27 Maggio - Fumatori: CHI  ha interesse a perseguitarli? - Contrariamente alla nostra consuetudine, pubblichiamo per prima la lettera di un lettore che non ha avuto il tempo di esplorare il nostro enorme sito, e che ci pone una domanda base che molti lettori con poca familiarità col tema del salutismo si fanno spesso. Ci chiede: "Sono un fumatore e quindi non mi dispiace affatto quello che scrivete. Ma vorrei capire perché viene attaccato così ferocemente il tabacco. CHI ha interesse a farlo?" La redazione risponde con un compendio delle ragioni e delle dinamiche politiche, economiche e psico-sociali che sono dietro alla grande truffa del secolo.


ETICA ANTIFUMO

27 Maggio - Vuoi un cuore nuovo?... Smetti di fumare - o muori!  - Se ancora ci fosse bisogno di capire dove va a parare la nuova "salute pubblica", ecco uno splendido esempio dalla Pennsylvania: “La prima persona negli Stati Uniti ad ottenere una pompa cardiaca rivoluzionaria sviluppata all’Hershey Medical Center ha ora ottenuto quello di cui aveva bisogno da molto tempo: un trapianto cardiaco – ma dopo aver provato ai medici che aveva smesso di fumare, hanno detto gli ufficiali sanitari. Gayle Snider, 36 anni, ha ricevuto il cuore di un uomo di 24 anni che morì a Philadelphia … Snider afferma di non aver fumato dal giorno prima di ottenere la pompa sperimentale il 14 Maggio del 2003, ma i medici non l’hanno creduto sulla parola, e hanno voluto vedere i campioni delle urine per sei mesi per assicurarsi che non fumasse più.”

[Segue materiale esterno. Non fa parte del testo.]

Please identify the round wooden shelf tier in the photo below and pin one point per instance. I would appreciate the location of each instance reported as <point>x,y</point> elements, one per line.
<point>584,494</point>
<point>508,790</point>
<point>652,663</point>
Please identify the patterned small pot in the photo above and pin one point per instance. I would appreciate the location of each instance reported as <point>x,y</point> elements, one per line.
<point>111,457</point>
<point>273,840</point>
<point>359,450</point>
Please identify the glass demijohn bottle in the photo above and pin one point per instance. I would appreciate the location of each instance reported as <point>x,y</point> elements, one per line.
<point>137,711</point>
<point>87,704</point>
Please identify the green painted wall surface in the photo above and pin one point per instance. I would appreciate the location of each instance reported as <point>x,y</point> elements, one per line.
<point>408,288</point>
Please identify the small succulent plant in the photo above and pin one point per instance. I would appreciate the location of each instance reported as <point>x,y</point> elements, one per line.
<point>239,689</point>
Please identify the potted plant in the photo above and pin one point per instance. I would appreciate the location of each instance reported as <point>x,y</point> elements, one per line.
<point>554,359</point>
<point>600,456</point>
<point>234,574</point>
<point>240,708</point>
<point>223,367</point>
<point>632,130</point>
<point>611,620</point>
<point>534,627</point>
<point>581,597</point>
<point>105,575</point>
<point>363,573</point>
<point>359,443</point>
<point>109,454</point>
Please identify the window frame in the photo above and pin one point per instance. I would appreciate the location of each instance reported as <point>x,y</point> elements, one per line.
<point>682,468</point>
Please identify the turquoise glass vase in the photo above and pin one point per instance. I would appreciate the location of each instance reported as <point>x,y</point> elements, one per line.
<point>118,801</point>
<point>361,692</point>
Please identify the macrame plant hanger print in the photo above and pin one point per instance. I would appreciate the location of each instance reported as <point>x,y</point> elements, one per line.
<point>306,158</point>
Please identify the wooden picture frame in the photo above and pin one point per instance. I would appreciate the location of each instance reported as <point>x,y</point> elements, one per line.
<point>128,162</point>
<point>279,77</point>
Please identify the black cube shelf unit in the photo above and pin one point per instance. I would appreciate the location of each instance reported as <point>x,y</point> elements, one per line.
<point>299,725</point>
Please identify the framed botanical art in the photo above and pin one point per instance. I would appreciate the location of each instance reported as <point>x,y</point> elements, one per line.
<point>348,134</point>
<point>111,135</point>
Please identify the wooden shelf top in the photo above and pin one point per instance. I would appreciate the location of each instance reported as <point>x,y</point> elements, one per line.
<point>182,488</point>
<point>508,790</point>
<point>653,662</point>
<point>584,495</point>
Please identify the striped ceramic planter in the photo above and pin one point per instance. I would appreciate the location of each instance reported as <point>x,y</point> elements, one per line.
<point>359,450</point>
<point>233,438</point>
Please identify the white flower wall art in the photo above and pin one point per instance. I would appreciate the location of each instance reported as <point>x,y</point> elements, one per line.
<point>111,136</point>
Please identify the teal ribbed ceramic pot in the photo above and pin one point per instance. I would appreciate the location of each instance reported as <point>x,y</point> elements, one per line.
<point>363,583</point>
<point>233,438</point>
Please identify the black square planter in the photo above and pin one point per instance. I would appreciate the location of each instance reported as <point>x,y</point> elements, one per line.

Indipendentemente dalle considerazioni sul se o come il fumo avesse potuto influire sul cuore trapiantato, il punto fondamentale è che la mafia medica locale ha usato il ricatto sanitario sulla vita del paziente per forzarlo a comportarsi come imposto - pena la sua vita. Essi infatti si sarebbero rifiutati di trapiantare il cuore nel corpo di Gayle -- e lo avrebbero lasciato morire -- se lui non avesse smesso di fumare.

Benvenuti nel mondo "senza fumo", dove è il sanitario che stabilisce come vivi e se vivi. Va da sé che, in un mondo retto, medici che si permettessero di fare un ricatto del genere dovrebbero essere subito sbattuti in galera per tentato omicidio e radiati dall'ordine, vista la turpitudine del reato. Invece, questo articolo riporta il fatto come se si trattasse di una cosa normalissima. Lo stesso ricatto si può fare a chiunque si voglia controllare: a chi beve, a chi è grasso, a chi si fa spinelli, a chi ha una storia di eccesso di velocità... tutti, infatti, possono essere un rischio stabilito arbitrariamente da un'oligarchia che non è mai stata nemmeno eletta, e che tanto meno ha il diritto di sindacare sulla nostra vita. Il Ricatti del genere sono veramente roba da mascalzoni, perché tutti prima o poi devono attraversare il varco della malattia - e loro li aspettano come avvoltoi; e quindi dobbiamo vivere nel terrore del loro potere e delle loro punizioni perché, se viviamo in un modo non conforme a i dogmi delle loro fedi ci metteranno in ginocchio ricattandoci con la nostra stessa vita.

Non vale dunque la pena di usare la forza per ottenere leggi che, senza compromessi, tolgano a questi meccanici glorificati l'illusione di essere il Padreterno che sceglie chi vive e chi muore? Per vaste informazioni scientifiche concernenti la falsa rappresentazione degli effetti del fumo sul cuore, clicca qui.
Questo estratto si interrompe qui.